Rosetta Stone

Data

The EUTRANS-I corpus

EUTRANS-I is a simple translation corpus which was produced and used in the EuTrans project. It corresponds to the so called "Traveller Task" which involves human-to-human communication situations in the front-desk of a hotel. Bilingual data were produced semi-automatically in three language pairs on the base of small "seed corpora", obtained from several traveler-oriented booklets. More details and experimental results can be found here. Only a benchmark version of the Spanish-English corpus is available here for academic research (300KB).

The GERMANA corpus

GERMANA is the result of digitising and annotating a 764-page Spanish manuscript entitled “Noticias y documentos relativos a Doña Germana de Foix, ́última Reina de Aragón" and written in 1891 by Vicent Salvador. A detailed description and instructions to download can be found here.

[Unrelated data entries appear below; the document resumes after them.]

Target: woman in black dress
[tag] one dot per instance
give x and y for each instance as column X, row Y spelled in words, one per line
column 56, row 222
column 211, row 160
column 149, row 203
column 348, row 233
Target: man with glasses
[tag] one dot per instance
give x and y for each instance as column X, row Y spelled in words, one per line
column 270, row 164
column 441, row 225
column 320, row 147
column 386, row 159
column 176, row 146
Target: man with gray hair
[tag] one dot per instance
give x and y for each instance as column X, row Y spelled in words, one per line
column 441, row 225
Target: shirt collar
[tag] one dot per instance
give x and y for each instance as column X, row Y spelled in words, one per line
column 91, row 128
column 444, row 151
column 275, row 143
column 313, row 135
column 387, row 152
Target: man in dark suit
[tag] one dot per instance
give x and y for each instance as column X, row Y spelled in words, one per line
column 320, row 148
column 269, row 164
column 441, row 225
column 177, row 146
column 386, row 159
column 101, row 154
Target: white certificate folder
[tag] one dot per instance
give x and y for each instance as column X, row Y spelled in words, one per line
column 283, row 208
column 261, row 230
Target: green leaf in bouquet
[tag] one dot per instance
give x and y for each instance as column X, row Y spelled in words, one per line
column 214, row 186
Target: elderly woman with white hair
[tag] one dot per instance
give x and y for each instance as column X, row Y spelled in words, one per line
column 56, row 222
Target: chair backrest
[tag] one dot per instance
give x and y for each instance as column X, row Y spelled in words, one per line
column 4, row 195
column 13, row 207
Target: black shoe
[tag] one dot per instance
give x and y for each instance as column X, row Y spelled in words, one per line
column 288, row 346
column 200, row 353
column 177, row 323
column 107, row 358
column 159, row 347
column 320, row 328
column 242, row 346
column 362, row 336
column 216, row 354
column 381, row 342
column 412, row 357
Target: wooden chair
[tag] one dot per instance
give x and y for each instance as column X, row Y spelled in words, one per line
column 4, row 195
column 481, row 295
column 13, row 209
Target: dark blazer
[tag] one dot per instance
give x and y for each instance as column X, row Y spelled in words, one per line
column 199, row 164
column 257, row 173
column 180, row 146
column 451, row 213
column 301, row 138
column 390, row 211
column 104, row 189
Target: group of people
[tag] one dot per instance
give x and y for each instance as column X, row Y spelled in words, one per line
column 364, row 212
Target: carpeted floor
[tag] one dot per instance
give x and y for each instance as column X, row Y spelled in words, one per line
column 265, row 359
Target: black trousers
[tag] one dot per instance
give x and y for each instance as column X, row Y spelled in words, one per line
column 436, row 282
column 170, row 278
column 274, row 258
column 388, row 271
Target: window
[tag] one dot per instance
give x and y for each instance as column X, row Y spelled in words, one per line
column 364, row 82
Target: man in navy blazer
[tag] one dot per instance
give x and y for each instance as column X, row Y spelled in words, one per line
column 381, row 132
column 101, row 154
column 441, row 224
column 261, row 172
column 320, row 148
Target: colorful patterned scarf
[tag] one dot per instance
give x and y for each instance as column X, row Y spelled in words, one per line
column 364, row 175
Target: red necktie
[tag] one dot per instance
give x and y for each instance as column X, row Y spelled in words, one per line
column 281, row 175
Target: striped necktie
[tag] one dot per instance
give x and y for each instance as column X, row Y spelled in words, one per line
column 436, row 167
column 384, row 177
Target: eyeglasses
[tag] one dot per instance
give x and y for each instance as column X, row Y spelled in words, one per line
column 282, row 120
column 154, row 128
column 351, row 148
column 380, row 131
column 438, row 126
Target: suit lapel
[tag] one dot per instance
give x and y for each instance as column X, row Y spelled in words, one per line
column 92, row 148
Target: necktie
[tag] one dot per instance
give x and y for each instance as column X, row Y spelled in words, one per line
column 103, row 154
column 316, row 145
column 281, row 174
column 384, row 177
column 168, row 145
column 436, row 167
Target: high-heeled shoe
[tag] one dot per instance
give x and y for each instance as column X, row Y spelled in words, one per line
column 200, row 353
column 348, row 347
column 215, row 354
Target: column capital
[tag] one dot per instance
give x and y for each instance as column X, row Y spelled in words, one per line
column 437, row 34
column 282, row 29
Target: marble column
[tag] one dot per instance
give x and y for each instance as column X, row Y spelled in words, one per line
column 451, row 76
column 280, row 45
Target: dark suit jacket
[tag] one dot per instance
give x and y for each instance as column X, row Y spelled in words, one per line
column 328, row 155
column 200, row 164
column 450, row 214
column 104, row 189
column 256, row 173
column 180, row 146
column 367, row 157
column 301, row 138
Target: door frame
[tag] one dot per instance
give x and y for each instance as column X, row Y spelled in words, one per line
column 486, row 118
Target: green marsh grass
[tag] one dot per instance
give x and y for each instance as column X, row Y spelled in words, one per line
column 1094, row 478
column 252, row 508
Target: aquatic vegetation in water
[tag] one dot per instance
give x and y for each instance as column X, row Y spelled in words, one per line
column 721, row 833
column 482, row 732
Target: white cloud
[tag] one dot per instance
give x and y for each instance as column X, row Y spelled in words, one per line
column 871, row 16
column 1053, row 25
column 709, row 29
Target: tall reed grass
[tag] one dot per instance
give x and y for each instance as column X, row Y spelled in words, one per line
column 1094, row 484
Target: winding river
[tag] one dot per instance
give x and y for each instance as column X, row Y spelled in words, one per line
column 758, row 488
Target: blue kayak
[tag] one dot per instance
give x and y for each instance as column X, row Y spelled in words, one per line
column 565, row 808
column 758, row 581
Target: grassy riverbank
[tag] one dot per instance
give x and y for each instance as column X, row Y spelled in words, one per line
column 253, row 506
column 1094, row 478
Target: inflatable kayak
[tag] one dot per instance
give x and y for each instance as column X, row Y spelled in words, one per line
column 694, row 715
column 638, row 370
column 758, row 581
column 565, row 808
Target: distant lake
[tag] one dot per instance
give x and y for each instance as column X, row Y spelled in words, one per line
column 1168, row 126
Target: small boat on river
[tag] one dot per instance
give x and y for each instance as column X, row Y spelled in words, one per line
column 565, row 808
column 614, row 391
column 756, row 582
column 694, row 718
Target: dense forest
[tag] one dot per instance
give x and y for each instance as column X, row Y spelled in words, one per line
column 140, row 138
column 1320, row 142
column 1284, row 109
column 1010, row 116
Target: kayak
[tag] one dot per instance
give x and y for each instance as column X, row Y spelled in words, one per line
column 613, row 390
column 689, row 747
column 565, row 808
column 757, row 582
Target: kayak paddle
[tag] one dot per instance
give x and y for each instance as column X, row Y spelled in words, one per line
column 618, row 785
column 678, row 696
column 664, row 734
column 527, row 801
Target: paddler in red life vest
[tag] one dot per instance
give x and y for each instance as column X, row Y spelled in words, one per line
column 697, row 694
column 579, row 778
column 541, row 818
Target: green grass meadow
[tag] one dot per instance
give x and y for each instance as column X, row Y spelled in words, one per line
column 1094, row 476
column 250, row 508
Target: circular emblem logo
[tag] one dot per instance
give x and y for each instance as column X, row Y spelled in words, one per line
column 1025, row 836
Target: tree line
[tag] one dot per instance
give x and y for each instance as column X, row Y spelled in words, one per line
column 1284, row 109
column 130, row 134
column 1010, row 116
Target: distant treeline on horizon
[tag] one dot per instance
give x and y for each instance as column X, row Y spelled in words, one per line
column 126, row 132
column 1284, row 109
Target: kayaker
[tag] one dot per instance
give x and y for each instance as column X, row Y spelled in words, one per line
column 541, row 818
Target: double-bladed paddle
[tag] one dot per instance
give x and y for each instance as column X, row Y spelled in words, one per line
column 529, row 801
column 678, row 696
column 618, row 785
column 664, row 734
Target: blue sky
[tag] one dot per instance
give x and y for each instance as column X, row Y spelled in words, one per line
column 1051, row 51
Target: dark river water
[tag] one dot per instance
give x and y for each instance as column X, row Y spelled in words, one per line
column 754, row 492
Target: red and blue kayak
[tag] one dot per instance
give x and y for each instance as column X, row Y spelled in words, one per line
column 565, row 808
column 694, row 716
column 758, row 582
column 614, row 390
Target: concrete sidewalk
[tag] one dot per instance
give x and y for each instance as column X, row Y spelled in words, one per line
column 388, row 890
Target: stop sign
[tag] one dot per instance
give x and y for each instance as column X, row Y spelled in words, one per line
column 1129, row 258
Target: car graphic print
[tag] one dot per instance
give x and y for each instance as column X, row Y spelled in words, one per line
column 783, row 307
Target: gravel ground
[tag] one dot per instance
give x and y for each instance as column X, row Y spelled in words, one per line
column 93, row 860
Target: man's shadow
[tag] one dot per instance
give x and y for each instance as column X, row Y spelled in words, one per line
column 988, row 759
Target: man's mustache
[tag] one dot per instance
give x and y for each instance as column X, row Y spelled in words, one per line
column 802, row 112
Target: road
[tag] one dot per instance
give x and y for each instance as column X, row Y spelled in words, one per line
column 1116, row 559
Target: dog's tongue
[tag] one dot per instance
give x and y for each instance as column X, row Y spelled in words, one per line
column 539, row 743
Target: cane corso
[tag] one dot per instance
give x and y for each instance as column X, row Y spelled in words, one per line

The IAM-PRHLT bi-modal Handwritten Text corpus

The biMod-IAM-PRHLT corpus is a bimodal dataset of on-line and off-line handwritten text. It is composed of a set of handwritten words (500 aprox.) with several word instances of each of the on-line and off-line modalities. The off-line samples are presented as grey-level images (png format), and the on-line samples are sequences of X-Y coordinates (Unipen format, originally in xml format) describing the trajectory of an electronic pen while writing the same word. The writers of the on-line and off-line samples are (generally) different. A more detailed description and instructions to download can be found here.